When we speak about a verification system we mean software that can check arguments for correctness against specific sets of axioms and inference rules. The system can also produce justification showing what fact depends on what others. A basic criterion for such a system is that there is a simple program (about 300 lines) that can check the primitive proofs, i.e., those proofs that invoke only the axioms and inference rules but no decision procedures. This simple program can be written in many languages and proved correct by hand. (Sometimes this is part of the definition of a foundational system.) This defines the highest standard of rigor. There is the opportunity for foundational provers to verify the code that implements the basic checking for other such provers.
There are other logical tools such as decision procedures and model checkers and type checkers that are not foundational. They are pieces of code that perform logical operations, but they might be difficult to understand and verify.

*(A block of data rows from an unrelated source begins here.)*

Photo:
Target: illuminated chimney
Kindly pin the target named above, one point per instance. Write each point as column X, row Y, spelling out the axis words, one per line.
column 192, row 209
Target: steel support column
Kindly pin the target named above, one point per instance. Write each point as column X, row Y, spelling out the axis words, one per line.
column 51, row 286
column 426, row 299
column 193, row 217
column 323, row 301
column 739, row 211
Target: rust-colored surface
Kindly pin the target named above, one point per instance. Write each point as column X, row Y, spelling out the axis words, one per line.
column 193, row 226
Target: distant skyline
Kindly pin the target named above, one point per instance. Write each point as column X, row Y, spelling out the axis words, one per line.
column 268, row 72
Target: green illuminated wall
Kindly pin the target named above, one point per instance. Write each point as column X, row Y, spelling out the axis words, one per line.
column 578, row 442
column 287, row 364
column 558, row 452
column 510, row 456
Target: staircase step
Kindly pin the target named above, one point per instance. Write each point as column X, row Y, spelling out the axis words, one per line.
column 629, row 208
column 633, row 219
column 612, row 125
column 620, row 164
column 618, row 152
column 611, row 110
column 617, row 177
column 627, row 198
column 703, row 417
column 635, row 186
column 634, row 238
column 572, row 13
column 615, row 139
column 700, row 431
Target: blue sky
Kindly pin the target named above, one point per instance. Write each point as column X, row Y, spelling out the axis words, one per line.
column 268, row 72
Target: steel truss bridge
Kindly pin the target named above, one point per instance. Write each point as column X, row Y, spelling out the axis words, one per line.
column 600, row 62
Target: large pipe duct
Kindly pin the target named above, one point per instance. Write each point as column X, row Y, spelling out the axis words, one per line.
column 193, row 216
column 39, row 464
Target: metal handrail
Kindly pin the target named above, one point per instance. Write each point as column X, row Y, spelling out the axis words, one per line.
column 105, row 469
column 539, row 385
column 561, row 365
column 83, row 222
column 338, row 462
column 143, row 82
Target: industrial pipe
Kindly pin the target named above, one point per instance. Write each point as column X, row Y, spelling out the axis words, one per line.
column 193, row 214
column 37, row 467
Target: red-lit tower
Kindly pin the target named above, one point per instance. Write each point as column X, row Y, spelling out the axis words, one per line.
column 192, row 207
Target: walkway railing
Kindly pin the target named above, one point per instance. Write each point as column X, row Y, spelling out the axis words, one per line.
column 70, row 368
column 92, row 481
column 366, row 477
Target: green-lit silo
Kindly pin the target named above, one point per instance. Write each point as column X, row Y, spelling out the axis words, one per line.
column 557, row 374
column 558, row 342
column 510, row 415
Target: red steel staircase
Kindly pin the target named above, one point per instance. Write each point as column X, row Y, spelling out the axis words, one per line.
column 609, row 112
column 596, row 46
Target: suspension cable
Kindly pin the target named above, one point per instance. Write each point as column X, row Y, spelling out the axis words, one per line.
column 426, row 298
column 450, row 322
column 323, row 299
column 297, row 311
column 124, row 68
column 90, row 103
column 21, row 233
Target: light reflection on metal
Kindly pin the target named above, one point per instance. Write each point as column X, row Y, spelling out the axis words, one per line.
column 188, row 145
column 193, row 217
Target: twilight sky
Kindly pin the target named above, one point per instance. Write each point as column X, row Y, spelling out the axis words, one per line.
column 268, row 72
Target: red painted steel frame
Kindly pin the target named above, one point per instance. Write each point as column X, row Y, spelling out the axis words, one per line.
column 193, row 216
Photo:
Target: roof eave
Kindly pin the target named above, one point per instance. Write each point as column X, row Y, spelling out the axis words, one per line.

It is important to know that these methods ``conform to a logical theory.''
As an illustration, consider the well-known SupInf algorithm that has been widely used in theorem provers or the Arith procedure used in Nuprl. These procedures are used in theorem provers. Decision procedures are complex and a potential source of unsoundness. When they are used, the prover is not foundational unless there is a reduction. Surprizingly there are no formal proofs of correctness for these procedures and worse, all of the published informal proofs are either incorrect or grossly incomplete -- critical cases are missing.
There are two basic ways to use decision procedures soundly. We say that a procedure is run in safe mode if it generates primitive proofs (those that do not invoke decision procedures). It is run in unsafe mode if it just decides whether or not there is a proof, but does not exhibit one. One method of using these procedures is (a) to first run them in unsafe mode, which is fast, and later, off-line run them in safe mode. HOL does this. Another approach, (b) is to formally verify the procedure (without using it in the verification) and possibly bind it by reflection [1].
We propose to explore capability (b) more thoroughly. It serves a dual
purpose of being a test case of verification by techniques of the community.
It might allow the establishment of a new standard. We need to know that it can be done.